The Company's primary efforts is to sell electricity generated by solar, wind, hydro, biomass and other renewable energy resources and to develop, build and operate power plants based on these technologies. The core approach of the Company's business is to deliver energy in markets where there is an inherent energy gap between supply and demand or where there exists long term, stable, government back by financial support for development of renewable energy.
On May 13, 2011, pursuant to a Stock Purchase Agreement (the “Stock Purchase Agreement”), the Company consummated a reverse merger (“Merger”) with Seawind Energy Limited (“Seawind Energy”), Seawind Services Limited (“Seawind Services,” and together with Seawind Energy, the “Seawind”) and the shareholders of Seawind Energy (the “Seawind Group Shareholders” and together with the Company, and the Seawind Companies, the “Parties”). The Seawind Companies were formed under the laws of the United Kingdom.
In connection with the Merger , the Company issued 40,000,000 restricted shares of the Company’s common stock (such acquisition is referred to herein as the “Seawind Acquisition”). The Seawind was the surviving entity.
Upon completion of the Stock Purchase Agreement, Seawind became 3Power Group, Inc.'s wholly-owned subsidiary. For accounting purposes, the acquisition has been treated as a recapitalization of Seawind with Seawind as the acquirer (reverse acquisition). The historical financial statements prior to May 13, 2011 are those of Seawind Energy. The Merger was accounted for as a “reverse merger”, since the stockholders of Seawind owned a majority of the Company’s common stock immediately following the transaction and their management has assumed operational, management and governance control.

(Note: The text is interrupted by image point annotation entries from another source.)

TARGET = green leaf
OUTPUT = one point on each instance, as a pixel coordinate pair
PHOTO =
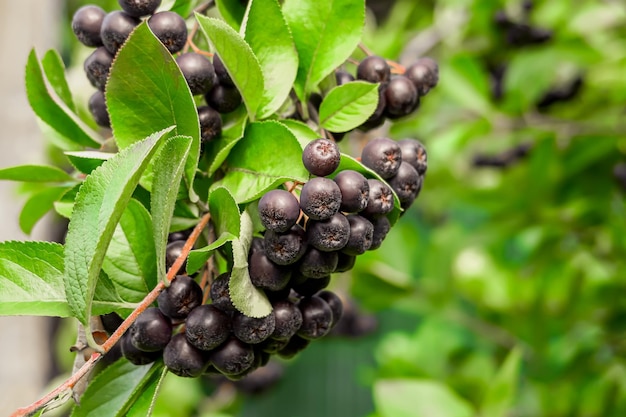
(130, 258)
(501, 393)
(239, 60)
(267, 156)
(269, 37)
(53, 111)
(99, 205)
(348, 106)
(169, 166)
(326, 33)
(245, 296)
(35, 173)
(418, 398)
(146, 92)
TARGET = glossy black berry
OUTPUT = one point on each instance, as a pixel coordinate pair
(355, 190)
(98, 109)
(373, 69)
(116, 28)
(198, 72)
(207, 327)
(139, 8)
(321, 157)
(279, 210)
(210, 123)
(97, 66)
(86, 24)
(320, 198)
(151, 331)
(183, 295)
(183, 359)
(360, 235)
(383, 156)
(329, 235)
(170, 29)
(317, 318)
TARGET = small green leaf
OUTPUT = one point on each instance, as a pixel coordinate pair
(269, 37)
(169, 167)
(348, 106)
(99, 204)
(248, 299)
(239, 60)
(267, 156)
(53, 111)
(326, 33)
(35, 173)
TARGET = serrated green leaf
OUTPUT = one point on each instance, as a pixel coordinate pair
(348, 106)
(239, 60)
(268, 155)
(53, 111)
(325, 33)
(268, 35)
(99, 204)
(35, 173)
(146, 92)
(169, 166)
(248, 299)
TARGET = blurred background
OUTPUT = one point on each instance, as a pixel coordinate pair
(500, 292)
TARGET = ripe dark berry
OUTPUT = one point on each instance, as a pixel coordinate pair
(207, 327)
(285, 248)
(320, 198)
(183, 295)
(253, 330)
(151, 331)
(401, 97)
(355, 190)
(373, 69)
(360, 235)
(233, 357)
(279, 210)
(321, 157)
(414, 153)
(116, 28)
(317, 318)
(380, 201)
(98, 109)
(210, 123)
(170, 29)
(139, 8)
(183, 359)
(383, 156)
(97, 66)
(198, 72)
(329, 235)
(86, 24)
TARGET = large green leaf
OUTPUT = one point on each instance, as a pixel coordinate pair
(267, 156)
(269, 37)
(326, 33)
(239, 60)
(99, 204)
(147, 92)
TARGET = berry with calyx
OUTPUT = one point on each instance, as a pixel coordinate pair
(170, 29)
(321, 157)
(152, 331)
(116, 28)
(183, 295)
(207, 327)
(86, 24)
(183, 359)
(383, 156)
(198, 72)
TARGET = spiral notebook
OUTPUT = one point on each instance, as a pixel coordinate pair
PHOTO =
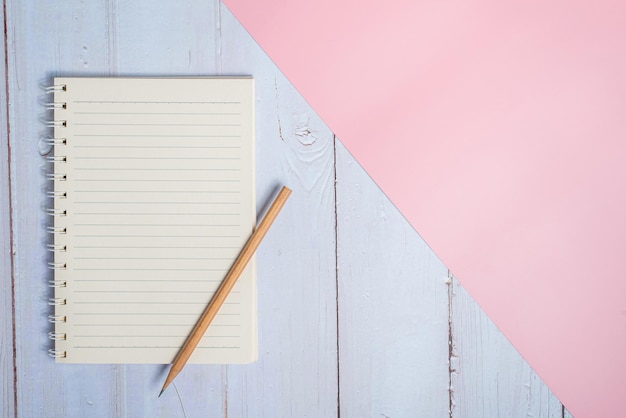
(153, 200)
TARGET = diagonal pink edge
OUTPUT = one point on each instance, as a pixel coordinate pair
(499, 130)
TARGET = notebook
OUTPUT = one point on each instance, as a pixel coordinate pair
(153, 200)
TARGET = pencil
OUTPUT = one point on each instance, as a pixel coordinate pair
(227, 285)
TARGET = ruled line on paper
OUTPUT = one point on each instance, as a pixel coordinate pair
(162, 113)
(149, 146)
(194, 292)
(154, 158)
(160, 247)
(156, 136)
(153, 258)
(158, 224)
(152, 102)
(163, 180)
(153, 169)
(159, 191)
(155, 124)
(153, 336)
(152, 303)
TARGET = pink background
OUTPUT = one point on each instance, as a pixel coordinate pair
(498, 129)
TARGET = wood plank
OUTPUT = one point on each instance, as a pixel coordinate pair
(490, 378)
(393, 306)
(7, 393)
(45, 39)
(296, 374)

The transaction was accounted for as a recapitalization of Seawind pursuant to which Seawind was treated as the surviving and continuing entity. The Company did not recognize goodwill or any intangible assets in connection with this transaction. Accordingly, the Company’s historical financial statements are those of Seawind immediately following the consummation of the reverse merger. The accompanying consolidated financial statements give retroactive effect to the recapitalization .
In anticipation of the closing of the Stock Purchase Agreement, the Company changed its name to 3Power Energy Group Inc. and increased its authorized share capital to 300,000,000 shares.
On July 4, 2011, the Seawind Energy Limited and Seawind Service Limited changed their name to 3Power Energy Limited and 3Power Project Service Limited, respectively.